Hanzi Tomažič war lange Jahre Chefredakteur der Nedelja, der slowenischsprachigen Kirchenzeitung der Diözese Gurk-Klagenfurt. Jetzt ist er als Mitinhaber der Design- und Kommunikationsagentur ilab crossmedia auch weiterhin publizitisch tätig. Der Absolvent des Bundesrealgymnasiums für Slowenen in Klagenfurt war in führenden Positionen bei mehreren Medienprojekten in Kärnten und Slowenien tätig.
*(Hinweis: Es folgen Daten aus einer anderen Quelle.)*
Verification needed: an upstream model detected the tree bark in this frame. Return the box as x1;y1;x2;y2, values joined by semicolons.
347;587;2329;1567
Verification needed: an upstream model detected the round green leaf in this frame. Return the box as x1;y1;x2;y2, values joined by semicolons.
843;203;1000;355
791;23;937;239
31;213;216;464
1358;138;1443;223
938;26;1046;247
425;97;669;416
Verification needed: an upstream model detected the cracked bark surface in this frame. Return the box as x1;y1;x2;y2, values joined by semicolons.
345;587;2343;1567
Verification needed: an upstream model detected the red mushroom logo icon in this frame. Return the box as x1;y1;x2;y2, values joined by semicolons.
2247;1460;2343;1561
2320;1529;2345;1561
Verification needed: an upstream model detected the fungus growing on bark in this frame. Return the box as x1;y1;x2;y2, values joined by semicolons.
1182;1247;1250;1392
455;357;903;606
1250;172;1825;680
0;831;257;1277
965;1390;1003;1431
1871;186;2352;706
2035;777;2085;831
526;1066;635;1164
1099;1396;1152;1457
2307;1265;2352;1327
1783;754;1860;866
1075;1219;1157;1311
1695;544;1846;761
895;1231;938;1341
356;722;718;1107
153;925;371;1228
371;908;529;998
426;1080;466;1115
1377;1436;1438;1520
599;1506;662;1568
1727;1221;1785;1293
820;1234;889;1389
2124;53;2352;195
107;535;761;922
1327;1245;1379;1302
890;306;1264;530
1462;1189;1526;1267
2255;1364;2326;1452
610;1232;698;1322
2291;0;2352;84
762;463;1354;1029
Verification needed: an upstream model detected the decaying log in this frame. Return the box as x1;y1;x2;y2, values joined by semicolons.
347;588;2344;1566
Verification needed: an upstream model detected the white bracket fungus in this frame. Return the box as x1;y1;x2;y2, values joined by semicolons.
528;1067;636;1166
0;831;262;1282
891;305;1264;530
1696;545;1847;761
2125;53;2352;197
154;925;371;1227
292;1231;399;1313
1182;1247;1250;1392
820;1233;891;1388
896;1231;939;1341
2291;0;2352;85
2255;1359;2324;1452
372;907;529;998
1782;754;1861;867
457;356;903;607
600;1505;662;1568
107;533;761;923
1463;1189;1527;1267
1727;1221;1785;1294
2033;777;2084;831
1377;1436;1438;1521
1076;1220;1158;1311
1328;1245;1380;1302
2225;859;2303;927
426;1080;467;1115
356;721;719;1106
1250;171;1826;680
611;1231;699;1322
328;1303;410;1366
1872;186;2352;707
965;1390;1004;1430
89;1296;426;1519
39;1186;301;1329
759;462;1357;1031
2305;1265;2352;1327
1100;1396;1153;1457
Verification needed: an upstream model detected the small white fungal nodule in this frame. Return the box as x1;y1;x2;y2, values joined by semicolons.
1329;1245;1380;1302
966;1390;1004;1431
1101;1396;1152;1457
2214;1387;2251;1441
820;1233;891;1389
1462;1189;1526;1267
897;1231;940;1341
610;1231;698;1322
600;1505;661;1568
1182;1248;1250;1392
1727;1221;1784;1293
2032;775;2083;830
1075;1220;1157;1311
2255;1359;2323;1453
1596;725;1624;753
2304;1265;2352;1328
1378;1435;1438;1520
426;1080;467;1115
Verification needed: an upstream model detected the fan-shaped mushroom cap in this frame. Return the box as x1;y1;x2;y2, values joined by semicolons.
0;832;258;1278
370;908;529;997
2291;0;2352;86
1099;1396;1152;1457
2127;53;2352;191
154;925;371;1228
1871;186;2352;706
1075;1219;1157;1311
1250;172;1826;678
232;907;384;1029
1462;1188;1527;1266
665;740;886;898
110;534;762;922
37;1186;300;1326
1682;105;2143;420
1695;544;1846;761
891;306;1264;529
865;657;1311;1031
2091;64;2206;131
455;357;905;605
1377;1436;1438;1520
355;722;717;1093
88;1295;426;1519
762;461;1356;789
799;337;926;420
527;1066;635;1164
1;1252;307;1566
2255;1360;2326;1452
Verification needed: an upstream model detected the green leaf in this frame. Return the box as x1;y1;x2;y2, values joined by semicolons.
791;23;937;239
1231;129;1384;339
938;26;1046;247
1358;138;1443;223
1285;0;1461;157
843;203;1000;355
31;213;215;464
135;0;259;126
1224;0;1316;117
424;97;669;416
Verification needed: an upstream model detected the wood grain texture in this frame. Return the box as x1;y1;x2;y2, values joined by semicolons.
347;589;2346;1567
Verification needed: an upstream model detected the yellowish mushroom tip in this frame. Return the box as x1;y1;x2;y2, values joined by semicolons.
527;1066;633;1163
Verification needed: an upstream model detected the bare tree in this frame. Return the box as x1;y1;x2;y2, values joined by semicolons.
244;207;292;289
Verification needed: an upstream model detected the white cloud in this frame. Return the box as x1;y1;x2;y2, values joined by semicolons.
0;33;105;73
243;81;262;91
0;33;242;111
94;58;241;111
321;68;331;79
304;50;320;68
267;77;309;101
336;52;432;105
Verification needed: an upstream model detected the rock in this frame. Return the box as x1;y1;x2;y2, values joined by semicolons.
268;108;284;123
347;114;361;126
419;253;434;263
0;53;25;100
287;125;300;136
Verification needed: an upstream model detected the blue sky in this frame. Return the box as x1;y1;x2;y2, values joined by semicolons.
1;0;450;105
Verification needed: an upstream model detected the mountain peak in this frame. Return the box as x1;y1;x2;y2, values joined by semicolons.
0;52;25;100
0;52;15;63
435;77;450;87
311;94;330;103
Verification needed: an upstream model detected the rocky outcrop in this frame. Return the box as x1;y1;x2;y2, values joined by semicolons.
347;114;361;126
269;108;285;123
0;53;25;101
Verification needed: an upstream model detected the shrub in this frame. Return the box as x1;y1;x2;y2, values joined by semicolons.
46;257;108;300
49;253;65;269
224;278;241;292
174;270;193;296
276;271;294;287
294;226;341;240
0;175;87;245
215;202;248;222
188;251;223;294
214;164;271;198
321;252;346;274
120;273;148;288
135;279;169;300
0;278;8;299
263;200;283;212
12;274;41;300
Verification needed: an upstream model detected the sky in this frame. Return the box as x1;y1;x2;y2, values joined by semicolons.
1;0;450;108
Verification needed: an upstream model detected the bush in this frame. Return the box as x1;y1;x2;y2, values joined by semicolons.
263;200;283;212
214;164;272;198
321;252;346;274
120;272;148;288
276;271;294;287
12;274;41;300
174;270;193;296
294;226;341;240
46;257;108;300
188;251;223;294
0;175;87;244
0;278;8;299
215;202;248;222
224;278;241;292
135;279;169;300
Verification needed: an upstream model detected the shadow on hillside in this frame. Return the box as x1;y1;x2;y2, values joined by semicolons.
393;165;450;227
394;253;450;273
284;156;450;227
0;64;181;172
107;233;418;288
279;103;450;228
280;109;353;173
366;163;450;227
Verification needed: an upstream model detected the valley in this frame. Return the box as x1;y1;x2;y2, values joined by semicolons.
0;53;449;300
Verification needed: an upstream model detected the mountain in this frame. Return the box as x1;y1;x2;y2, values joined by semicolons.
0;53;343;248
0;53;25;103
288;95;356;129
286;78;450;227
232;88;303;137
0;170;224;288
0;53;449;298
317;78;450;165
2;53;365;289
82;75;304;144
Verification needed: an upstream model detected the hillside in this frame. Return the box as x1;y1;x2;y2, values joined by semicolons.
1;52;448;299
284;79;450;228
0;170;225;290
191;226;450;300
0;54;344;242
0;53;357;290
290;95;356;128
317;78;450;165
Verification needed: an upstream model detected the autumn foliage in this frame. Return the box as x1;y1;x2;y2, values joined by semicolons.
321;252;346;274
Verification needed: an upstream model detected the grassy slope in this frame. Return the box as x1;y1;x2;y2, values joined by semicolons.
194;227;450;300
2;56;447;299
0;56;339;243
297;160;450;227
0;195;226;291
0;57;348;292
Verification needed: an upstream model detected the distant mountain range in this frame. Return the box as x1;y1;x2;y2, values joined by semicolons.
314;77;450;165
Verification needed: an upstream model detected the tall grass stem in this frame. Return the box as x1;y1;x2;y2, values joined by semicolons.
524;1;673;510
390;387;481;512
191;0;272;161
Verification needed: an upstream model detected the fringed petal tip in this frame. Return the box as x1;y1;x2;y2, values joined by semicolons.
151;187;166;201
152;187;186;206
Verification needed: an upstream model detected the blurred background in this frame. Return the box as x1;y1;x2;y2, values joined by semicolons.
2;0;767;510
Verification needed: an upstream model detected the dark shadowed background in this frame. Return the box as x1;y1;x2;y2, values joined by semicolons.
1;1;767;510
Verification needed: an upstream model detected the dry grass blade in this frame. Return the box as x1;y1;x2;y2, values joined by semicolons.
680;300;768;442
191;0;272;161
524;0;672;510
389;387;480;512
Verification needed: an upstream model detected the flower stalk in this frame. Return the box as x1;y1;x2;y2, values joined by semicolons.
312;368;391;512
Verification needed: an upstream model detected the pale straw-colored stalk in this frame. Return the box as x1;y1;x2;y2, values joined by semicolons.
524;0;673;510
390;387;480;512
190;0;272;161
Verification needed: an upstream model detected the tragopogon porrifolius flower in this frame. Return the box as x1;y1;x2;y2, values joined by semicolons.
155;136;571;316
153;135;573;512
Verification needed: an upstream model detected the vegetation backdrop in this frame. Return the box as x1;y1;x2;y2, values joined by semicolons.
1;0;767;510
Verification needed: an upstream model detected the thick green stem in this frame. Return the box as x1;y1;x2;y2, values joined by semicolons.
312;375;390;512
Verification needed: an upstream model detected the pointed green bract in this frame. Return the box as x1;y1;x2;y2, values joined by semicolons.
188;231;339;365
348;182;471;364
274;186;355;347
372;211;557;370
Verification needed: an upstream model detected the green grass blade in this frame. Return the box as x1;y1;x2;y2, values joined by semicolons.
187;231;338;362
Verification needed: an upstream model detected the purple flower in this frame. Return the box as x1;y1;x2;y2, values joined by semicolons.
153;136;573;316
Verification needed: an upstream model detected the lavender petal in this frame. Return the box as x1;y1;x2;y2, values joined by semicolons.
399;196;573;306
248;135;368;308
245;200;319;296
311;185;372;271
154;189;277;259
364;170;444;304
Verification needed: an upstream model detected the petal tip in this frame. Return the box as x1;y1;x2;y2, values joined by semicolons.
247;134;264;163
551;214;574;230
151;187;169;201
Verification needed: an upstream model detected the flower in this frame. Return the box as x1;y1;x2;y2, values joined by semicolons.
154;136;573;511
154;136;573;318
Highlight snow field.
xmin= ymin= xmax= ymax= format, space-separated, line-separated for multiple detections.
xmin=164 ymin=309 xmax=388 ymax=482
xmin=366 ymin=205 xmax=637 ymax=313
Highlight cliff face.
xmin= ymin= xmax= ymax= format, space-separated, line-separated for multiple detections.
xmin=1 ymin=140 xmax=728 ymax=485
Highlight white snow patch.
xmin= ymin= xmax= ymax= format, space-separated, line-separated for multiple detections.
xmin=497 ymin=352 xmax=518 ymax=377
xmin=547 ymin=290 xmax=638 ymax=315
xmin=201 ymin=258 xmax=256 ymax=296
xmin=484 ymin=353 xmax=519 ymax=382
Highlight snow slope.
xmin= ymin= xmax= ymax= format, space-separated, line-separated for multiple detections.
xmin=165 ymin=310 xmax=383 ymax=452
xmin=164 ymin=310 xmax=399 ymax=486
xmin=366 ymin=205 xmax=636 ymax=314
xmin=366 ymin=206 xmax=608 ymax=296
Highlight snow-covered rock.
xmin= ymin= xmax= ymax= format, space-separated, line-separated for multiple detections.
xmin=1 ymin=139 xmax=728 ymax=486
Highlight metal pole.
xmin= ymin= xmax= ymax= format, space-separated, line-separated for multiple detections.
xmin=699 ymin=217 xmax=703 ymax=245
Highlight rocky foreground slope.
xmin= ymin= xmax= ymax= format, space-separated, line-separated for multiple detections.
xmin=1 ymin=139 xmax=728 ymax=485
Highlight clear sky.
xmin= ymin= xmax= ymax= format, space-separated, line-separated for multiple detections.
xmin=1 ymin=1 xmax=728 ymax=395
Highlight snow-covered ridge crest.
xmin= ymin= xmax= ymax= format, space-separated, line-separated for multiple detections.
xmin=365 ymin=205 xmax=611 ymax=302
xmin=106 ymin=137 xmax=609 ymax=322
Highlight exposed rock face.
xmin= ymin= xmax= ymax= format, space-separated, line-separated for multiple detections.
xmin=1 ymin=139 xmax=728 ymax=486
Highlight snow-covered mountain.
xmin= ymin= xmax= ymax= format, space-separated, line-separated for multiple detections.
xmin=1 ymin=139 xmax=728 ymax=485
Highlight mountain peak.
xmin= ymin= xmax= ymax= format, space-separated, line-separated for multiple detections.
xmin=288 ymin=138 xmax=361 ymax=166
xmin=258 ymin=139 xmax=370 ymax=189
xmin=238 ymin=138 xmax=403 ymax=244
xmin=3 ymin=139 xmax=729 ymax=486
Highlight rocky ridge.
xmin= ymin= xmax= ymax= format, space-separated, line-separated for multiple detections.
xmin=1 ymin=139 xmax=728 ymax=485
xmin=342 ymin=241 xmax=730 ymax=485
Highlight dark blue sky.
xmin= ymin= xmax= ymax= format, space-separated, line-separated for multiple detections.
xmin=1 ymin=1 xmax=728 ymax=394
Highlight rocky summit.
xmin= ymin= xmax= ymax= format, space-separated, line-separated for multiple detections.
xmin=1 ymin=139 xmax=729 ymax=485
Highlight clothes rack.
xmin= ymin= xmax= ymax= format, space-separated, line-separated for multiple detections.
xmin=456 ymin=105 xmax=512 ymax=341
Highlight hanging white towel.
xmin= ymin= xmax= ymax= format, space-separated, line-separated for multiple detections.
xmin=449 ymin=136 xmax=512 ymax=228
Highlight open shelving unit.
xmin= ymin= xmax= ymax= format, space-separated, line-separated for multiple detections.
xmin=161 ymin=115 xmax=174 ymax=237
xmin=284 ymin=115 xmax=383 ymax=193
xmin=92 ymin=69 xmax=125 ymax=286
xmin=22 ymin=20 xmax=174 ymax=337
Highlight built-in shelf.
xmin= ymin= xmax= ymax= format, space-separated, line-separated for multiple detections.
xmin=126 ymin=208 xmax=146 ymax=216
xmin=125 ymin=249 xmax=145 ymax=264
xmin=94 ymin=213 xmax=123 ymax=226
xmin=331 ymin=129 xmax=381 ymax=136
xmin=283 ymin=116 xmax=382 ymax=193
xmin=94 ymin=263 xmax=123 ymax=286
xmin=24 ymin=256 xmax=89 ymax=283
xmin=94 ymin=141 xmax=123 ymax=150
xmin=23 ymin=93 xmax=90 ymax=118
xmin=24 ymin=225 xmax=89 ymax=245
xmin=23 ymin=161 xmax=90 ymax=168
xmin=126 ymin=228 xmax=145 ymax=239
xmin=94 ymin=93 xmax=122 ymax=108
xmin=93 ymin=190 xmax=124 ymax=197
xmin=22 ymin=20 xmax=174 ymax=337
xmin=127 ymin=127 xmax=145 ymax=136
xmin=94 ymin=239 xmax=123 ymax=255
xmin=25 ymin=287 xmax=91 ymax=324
Als Geschäftsführer von Radio Korotan wirkte er beim Aufbau des slowenischsprachigen Privatradios mit, außerdem war er zur Zeit des Umbruchs in der Republik Slowenien einer der Starthelfer bei der Wiederbelebung der Tageszeitung Slovenec in Ljubljana. Er war Mitbegründer der Jugendinitative „Slowenisch, meine Sprache“, die sich die Erhaltung der slowenischen Sprache in Kärnten zum Ziel gesetzt hatte, und langjähriges Vorstandsmitglied des Christlichen Kulturverbandes.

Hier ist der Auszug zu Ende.